Neural Search Flow Indexer / Workflow Indexing
Purpose
Indexes workflows and hyperflows so they can be retrieved and ranked by Neural Search (e.g., for flow search, agent assist, and RAG reasoning over flows).
When should I run this?
Run after creating or significantly updating flows/hyperflows, especially before testing flow search or any feature that surfaces flows via search; schedule periodically if flows change often.

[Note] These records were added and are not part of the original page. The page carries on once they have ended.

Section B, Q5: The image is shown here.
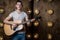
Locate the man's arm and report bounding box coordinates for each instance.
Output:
[4,16,21,24]
[4,16,14,24]
[25,17,30,25]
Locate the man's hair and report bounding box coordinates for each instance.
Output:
[16,0,23,7]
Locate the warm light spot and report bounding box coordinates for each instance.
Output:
[34,9,39,14]
[47,10,53,14]
[48,34,52,39]
[27,10,32,14]
[0,37,3,40]
[0,9,4,13]
[34,21,39,26]
[27,34,31,38]
[34,33,39,39]
[47,22,53,27]
[48,0,52,2]
[0,23,3,27]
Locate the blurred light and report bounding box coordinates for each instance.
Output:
[27,10,32,14]
[34,9,39,14]
[0,23,3,27]
[34,33,39,39]
[34,21,39,26]
[27,34,31,38]
[48,0,52,2]
[47,21,53,27]
[36,0,40,2]
[47,10,53,15]
[0,37,3,40]
[0,8,4,13]
[48,34,52,39]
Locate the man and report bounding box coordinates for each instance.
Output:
[4,1,29,40]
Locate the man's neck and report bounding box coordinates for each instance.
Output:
[16,10,21,13]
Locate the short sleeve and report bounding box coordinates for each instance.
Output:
[9,13,13,17]
[24,13,28,17]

Intent / conversation model jobs
ICM Training (Beta) / ICM v2 Training
Purpose
Trains or refreshes the intent classification model (ICM) so user queries are correctly mapped to intents based on the current bot configuration, ontology, and training phrases. “ICM Training (Beta)” is used for Conv 2.0 apps; “ICM v2 Training” is for Conv 1.0 stack.
When should I run this?
Run after adding/editing intents, updating training phrases, or making significant ontology/use‑case changes; also run as part of AI Lens “Retrain” workflows when you tune the intent model.
Utterance Validation
Purpose
Quickly checks if a candidate utterance is consistent with a configured intent and does not collide with or get misclassified into other intents before you approve/commit it.
When should I run this?
Use whenever you add or bulk‑import new training phrases to validate them before committing, especially on high‑traffic or sensitive bots where intent overlaps are risky.
(No single canonical doc, but this aligns with how utterance‑level validation is used around ICM training and AI Lens.)
Service Catalog indexing
Neural Search Service Catalog Indexer
Purpose
Builds/updates the Neural Search index for Service Catalog items (e.g., ServiceNow or other catalog systems) so catalog requests can be retrieved via neural (embedding‑based) Service Catalog Search, instead of keyword only.
When should I run this?
Run after Service Catalog learning / data source jobs complete, after enabling Service Catalog in fulfillments, or whenever catalog items are significantly updated; consider scheduling regularly to avoid missing indices and 500 errors in /rag/search.